Die jüngsten Präsidentschaftswahlen im August dieses Jahres lösten eine akute politische Krise aus. Um die Proteste mit harten Repressionen zu unterdrücken, wurde der belarussische Staat in weniger als zwei Monaten abgebaut und auf das Niveau eines politischen Regimes reduziert. Der Unterschied besteht darin, dass der Staat eigentlich den öffentlichen Bedürfnissen dient, die Beziehungen zwischen den Bürgern regelt und die Souveränität des Landes gegenüber externen Akteuren schützt. Ein politisches Regime hingegen ist auf die politische Macht fokussiert und ein Instrument zur Machterhaltung.

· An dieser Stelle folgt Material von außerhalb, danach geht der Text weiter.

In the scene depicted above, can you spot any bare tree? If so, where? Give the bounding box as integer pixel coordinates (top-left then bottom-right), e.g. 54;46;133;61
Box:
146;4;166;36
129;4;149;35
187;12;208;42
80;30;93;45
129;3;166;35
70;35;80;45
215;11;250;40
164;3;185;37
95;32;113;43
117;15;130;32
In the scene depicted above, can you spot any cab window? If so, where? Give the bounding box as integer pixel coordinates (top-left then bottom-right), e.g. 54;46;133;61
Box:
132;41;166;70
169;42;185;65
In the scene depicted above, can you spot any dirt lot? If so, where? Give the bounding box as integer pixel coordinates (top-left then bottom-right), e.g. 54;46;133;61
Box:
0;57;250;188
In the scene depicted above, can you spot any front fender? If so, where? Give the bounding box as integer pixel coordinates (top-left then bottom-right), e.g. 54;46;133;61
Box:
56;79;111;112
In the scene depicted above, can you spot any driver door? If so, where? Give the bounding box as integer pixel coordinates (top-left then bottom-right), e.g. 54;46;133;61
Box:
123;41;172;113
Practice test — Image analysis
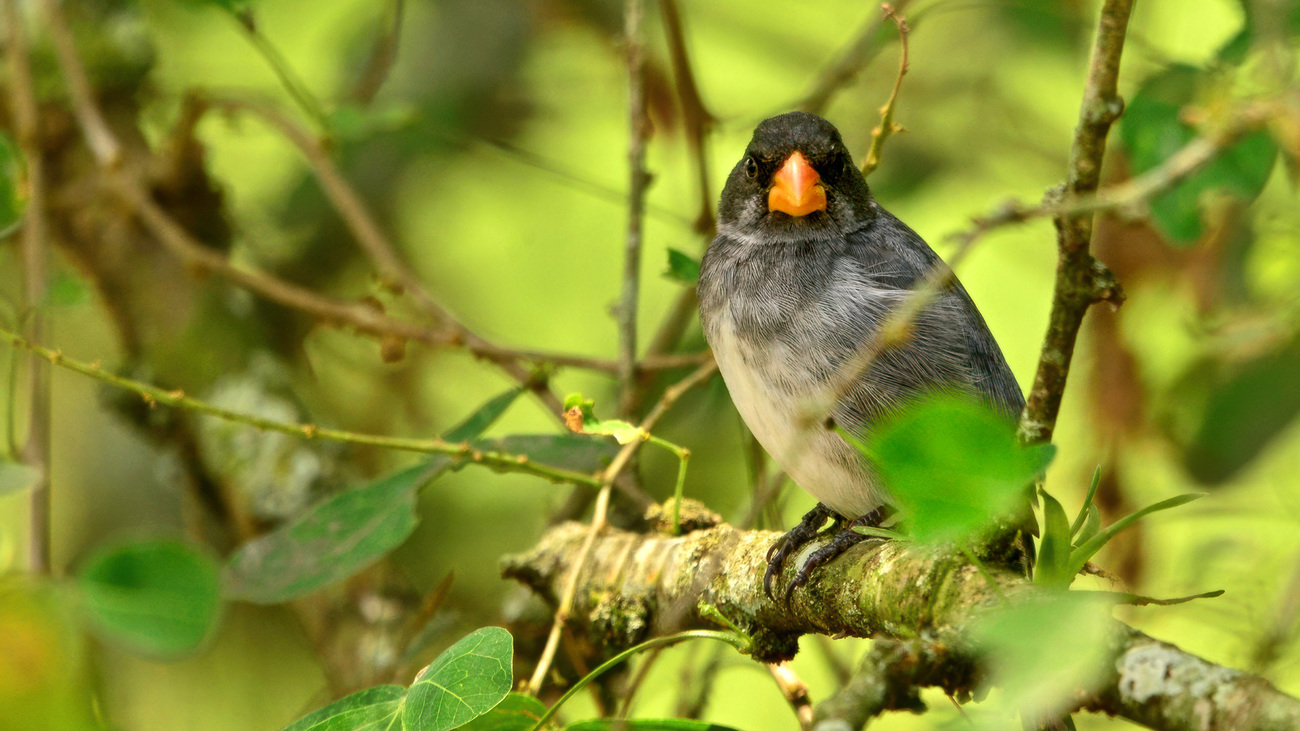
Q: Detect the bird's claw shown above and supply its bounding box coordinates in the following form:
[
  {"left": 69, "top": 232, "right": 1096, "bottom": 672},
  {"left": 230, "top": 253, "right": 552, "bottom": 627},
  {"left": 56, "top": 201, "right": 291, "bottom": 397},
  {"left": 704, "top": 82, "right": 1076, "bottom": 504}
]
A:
[{"left": 763, "top": 505, "right": 893, "bottom": 605}]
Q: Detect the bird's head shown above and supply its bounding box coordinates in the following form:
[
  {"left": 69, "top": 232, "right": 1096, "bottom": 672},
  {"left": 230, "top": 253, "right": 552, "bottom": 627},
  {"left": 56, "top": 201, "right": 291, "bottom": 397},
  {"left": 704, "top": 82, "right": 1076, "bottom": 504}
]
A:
[{"left": 718, "top": 112, "right": 874, "bottom": 243}]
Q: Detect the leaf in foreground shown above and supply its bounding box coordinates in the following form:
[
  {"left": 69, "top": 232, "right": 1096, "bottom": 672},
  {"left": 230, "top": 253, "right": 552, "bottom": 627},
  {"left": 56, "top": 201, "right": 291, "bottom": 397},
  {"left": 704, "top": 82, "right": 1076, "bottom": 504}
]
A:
[
  {"left": 460, "top": 693, "right": 546, "bottom": 731},
  {"left": 282, "top": 685, "right": 406, "bottom": 731},
  {"left": 77, "top": 540, "right": 221, "bottom": 657},
  {"left": 402, "top": 627, "right": 515, "bottom": 731},
  {"left": 225, "top": 463, "right": 437, "bottom": 604},
  {"left": 861, "top": 393, "right": 1054, "bottom": 541},
  {"left": 974, "top": 592, "right": 1110, "bottom": 718},
  {"left": 564, "top": 718, "right": 736, "bottom": 731}
]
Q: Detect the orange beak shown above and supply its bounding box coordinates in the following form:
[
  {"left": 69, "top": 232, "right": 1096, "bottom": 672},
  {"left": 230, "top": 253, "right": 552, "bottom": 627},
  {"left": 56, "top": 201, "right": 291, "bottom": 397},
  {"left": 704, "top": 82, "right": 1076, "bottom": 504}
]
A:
[{"left": 767, "top": 150, "right": 826, "bottom": 216}]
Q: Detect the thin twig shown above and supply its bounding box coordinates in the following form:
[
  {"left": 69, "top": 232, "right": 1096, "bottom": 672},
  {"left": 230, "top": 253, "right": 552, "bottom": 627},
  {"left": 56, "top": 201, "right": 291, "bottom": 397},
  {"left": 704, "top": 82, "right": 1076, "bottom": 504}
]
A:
[
  {"left": 767, "top": 662, "right": 813, "bottom": 731},
  {"left": 222, "top": 4, "right": 329, "bottom": 130},
  {"left": 0, "top": 328, "right": 602, "bottom": 488},
  {"left": 1019, "top": 0, "right": 1132, "bottom": 442},
  {"left": 659, "top": 0, "right": 716, "bottom": 237},
  {"left": 3, "top": 0, "right": 51, "bottom": 575},
  {"left": 619, "top": 0, "right": 650, "bottom": 416},
  {"left": 862, "top": 3, "right": 911, "bottom": 176},
  {"left": 524, "top": 360, "right": 718, "bottom": 695},
  {"left": 40, "top": 0, "right": 122, "bottom": 169},
  {"left": 348, "top": 0, "right": 406, "bottom": 105},
  {"left": 798, "top": 0, "right": 907, "bottom": 114}
]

Dr. Valery Karbalevich, Jahrgang 1955, ist Politikwissenschaftler und Dozent an der Universität Minsk. Der Experte des Minsker Analysezentrums »Strategie« beschäftigt sich mit dem belarussischen politischen System, der Zivilgesellschaft sowie der Außen- und Sicherheitspolitik des Landes. 2010 veröffentlichte er das Buch »Alexander Lukaschenko. Ein politisches Porträt«.
Der hier vorgestellte Text erschien zuerst im Dezember-Heft des außenpolitischen Journals »Welttrends«. Die Ausgabe enthält einen Schwerpunkt zur Außenpolitik der Visegrad-Staaten Polen, Ungarn, Polen, Tschechien und Slowakei.

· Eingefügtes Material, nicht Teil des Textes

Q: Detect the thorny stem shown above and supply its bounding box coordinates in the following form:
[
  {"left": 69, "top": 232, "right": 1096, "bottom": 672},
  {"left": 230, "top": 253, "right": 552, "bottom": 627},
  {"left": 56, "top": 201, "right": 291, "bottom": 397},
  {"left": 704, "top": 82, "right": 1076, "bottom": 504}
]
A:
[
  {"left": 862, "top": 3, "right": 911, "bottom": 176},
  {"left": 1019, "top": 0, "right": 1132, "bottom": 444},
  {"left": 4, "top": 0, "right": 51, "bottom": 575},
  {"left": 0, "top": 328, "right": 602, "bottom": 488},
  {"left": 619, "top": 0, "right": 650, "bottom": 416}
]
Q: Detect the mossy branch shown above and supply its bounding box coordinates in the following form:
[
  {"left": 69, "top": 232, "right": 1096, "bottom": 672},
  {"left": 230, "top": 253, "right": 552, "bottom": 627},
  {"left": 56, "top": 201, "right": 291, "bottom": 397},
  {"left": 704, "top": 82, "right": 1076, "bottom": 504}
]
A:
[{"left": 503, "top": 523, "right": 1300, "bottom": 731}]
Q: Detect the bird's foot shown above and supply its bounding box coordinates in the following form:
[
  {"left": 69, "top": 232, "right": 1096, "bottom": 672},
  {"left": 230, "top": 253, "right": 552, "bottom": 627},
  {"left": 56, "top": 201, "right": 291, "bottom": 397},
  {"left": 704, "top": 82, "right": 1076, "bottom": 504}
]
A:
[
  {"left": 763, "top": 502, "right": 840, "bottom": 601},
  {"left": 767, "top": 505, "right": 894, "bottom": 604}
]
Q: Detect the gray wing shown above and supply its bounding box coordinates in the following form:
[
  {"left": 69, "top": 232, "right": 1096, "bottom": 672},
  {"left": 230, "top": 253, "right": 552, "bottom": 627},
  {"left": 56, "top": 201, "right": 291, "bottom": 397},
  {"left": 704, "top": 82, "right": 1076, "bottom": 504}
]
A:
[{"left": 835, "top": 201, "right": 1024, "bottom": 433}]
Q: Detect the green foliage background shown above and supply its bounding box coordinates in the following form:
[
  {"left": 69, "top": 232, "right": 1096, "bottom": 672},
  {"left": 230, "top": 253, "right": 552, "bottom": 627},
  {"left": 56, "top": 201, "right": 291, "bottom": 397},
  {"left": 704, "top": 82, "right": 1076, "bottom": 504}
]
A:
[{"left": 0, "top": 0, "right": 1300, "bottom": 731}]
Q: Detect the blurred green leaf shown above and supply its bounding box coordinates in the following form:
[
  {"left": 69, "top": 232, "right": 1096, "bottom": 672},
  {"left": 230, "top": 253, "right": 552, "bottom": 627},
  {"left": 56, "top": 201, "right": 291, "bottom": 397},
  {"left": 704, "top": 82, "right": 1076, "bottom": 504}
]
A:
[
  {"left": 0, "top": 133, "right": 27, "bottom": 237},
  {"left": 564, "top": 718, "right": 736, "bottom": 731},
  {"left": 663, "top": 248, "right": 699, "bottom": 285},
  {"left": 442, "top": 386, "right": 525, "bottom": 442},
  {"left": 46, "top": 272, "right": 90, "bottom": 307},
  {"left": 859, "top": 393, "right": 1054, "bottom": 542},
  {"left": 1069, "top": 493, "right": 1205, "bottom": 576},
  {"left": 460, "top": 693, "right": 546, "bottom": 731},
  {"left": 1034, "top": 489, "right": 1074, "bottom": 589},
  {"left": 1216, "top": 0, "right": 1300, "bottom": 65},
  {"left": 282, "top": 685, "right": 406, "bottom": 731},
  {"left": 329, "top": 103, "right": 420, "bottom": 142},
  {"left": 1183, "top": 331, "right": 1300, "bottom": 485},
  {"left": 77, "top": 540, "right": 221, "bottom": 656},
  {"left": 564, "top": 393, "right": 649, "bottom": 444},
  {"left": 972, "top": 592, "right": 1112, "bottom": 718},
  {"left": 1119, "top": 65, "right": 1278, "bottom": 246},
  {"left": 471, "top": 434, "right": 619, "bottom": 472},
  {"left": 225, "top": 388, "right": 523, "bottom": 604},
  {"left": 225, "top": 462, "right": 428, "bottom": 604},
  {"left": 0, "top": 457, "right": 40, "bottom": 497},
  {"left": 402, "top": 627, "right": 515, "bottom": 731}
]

Zum Weiterlesen: welttrends. de
Seit den August-Wahlen ist der belarussische Staat nicht mehr in der Lage, seine Aufgaben zu erfüllen. In Ermangelung einer Zivilgesellschaft und angesichts einer wenig entwickelten Nation waren staatliche Institutionen bisher die einzige Verbindung, die die Weißrussen zu einer zusammenhängenden Gesellschaft vereinten. Jetzt hat sich der Staat nicht nur geweigert, diese Funktion zu erfüllen, sondern die Behörden haben die Gesellschaft gespalten und der Mehrheit der Bürger den Krieg erklärt.
Der Staat stellt nun eine Gefahr für die Gesellschaft dar. In den vergangenen Monaten wurden das Rechtssystem und die Justizinstitutionen fast vollständig zerstört, Gesetze praktisch außer Kraft gesetzt. Die Spezialpolizei Omon wurde zur wichtigsten staatlichen Institution. Zwar ist die soziale Funktion des Staates bisher erhalten geblieben, er zahlt immer noch die Löhne und Renten des öffentlichen Sektors. Und es gibt bisher keinen Mangel in den Geschäften. Jedoch dominieren jetzt jene Funktionen des Staates, die auf die Sicherung der Macht zielen.
Geopolitischer Kontext
Viele Jahre lang propagierten die staatlichen Medien, Lukaschenko sei der »Vater der belarussischen Staatlichkeit«. Mit seiner Wahl sei Weißrussland als unabhängiger Staat gegründet worden. Jetzt gibt dieser Staat die Funktion eines Verteidigers der Souveränität auf. Lukaschenko bat Russlands Präsident Wladimir Putin, Truppen nach Belarus zu schicken, um seine Regierung zu schützen.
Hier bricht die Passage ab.